It is to be noted that, for voiced speech, the mean square value is large, whereas the zero-crossing rate
is small. On the other hand, the zero-crossing rate for unvoiced speech is large and the average
magnitude is very small.
Detection of voiced and unvoiced speech is also a challenging task in presence of background noise.
Usually voiced speech is somewhat easy to distinguish if background noise is stationary; however, the
unvoiced speech is difficult. In this field also a number of literatures have been published.
5
5. Pitch and Pitch Period Estimation
Pitch is the perceived fundamental frequency of musical note or voiced speech. It may not be same as
the actual fundamental frequency of the speech signal. However, in many literatures, the terms pitch
and fundamental frequency are used interchangeably. Pitch period is the fundamental period of voiced
speech. Pitch estimation is a great challenge.
Pitch is one of the most important parameters that are required for high level speech processing like
speech recognition, speaker recognition etc. Everyone has a pitch range to which he or she is
constrained by simple physics of his or her larynx. For men, the possible pitch range is usually found
somewhere between the two bounds 50-250 Hz, while for women the range usually falls somewhere
in the interval 120-500 Hz. Everyone has a "habitual pitch level," which is a sort of "preferred" pitch
that will be used naturally on the average. Pitch is shifted up and down in speaking in response to
factors relating to stress, intonation, and emotion. Stress* refers to a change in fundamental frequency
and loudness to signify a change in emphasis of a syllable, word, or phrase. Intonation* is associated
with the pitch contour over time and performs several functions in a language, the most important
being to signal grammatical structure. The markings of sentence, clause, and other boundaries are
accomplished through intonation patterns.
There are many of literatures on pitch estimation techniques published in various journals and
conferences worldwide. However, a classical approach using cepstral analysis has been discussed on
the tutorial on “Short Term Spectral and Cepstral Analysis of Speech Signal”.
*The terms stress and intonation are explained bellow at feature no.7

6. Phonemics and Phonetics of Speech Signal
Phonemes are the basic theoretical unit of speech. Each phoneme can be considered to be a code that
consists of a unique set of articulatory gestures. In English there are about 42 phonemes. Due to many
different factors including, for example, accents, gender, and, most importantly, coarticulatory effects,
a given "phoneme" will have a variety of acoustic manifestations in the course of flowing speech.
Therefore, any acoustic utterance that is clearly "supposed to be" that ideal phoneme, would be
labeled as that phoneme.
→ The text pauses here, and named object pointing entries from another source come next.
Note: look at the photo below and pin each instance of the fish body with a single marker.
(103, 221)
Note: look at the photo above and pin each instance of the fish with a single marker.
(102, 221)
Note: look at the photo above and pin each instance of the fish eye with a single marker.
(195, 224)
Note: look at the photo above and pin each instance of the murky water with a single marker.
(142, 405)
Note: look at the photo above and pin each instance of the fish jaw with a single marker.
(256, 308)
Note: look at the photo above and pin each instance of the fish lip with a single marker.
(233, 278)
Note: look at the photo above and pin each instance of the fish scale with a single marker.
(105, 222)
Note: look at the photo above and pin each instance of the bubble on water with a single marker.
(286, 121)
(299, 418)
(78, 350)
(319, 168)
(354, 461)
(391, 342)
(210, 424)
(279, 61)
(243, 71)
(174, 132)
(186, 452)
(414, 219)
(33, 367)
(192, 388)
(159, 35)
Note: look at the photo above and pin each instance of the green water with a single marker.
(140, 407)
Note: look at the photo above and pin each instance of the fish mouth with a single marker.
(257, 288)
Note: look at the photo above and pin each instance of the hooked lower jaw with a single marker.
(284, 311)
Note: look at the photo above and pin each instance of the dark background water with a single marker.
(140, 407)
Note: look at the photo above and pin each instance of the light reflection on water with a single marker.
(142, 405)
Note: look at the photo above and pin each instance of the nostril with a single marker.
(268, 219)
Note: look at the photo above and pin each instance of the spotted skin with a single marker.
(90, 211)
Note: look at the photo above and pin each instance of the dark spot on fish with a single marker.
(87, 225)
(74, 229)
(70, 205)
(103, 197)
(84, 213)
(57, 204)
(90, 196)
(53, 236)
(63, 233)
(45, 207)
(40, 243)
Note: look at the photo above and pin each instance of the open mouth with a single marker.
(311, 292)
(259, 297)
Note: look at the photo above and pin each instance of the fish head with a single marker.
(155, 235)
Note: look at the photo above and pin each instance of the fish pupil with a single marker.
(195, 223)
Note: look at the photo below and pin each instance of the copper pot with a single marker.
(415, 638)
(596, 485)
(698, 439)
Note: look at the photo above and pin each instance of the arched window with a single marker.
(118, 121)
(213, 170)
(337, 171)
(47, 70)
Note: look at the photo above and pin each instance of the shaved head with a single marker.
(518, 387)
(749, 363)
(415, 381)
The phonemes of a language, therefore, comprise a minimal theoretical set
of units that are sufficient to convey all meaning in the language.
One common approach of speech recognition is to segment and distinguish the phonemes from
phones (the sound produced in speaking).
The study of the abstract units (phonemes) and their relationships in a language is called phonemics,
while the study of the actual sounds of the language is called phonetics. More specifically, there are
three branches of phonetics each of which approaches the subject somewhat differently:
(a) Articulatory phonetics is concerned with the manner in which speech sounds are produced by
6
the articulators of the vocal system.
(b) Acoustic phonetics studies the sounds of speech through analysis of the acoustic waveform.
(c) Auditory phonetics studies the perceptual response to speech sounds as reflected in listener
trials.
In speech recognition systems or speech to text-conversion systems, a corpus is to be made that
contains the whole set of phonemes of a particular language and corresponding letters or meanings. In
languages like English, the same phoneme may correspond to a number of letters as there is no one-to-
one correspondence between sounds and letters. In languages like Hindi or Assamese, it is
somewhat simpler. But all languages have their own challenges.
When a test speech is input to the system, it segments the speech into segments and identifies the
corresponding phoneme in the corpus using some suitable algorithm such as Dynamic Time Wrapping
(DTW) etc. The succeeding and preceding phoneme helps to resolve ambiguity if a phoneme
corresponds to more than one letter. These systems are really complex and beyond the scope of this
basic tutorial.
7. Prosodic Features: Stress and Intonation of Speech
The tonal and rhythmic aspects of speech are generally called prosodic features. These features have
significant contributions to the formal linguistic structure of a language. These features extend over
more than one phoneme; therefore such features are also known as suprasegmental.
Prosodic features are created by certain special manipulations of the speech production system during
the normal sequence of phoneme production. These manipulations are categorized as either source
factors or vocal-tract shaping factors. The source factors are based on subtle changes in the speech
breathing muscles and vocal folds, while the vocal-tract shaping factors operate via movements of the
upper articulators. The acoustic patterns of prosodic features are heard in systematic changes in
duration, intensity, fundamental frequency, and spectral patterns of the individual phonemes.
Stress and intonation are most important prosodic features of speech signal. Stress refers to a change
in fundamental frequency and loudness to signify a change in emphasis of a syllable, word, or phrase.
Intonation is associated with the pitch contour over time and performs several functions in a language,
the most important being to signal grammatical structure. The marking of sentence, clause, and other
boundaries is accomplished through intonation patterns.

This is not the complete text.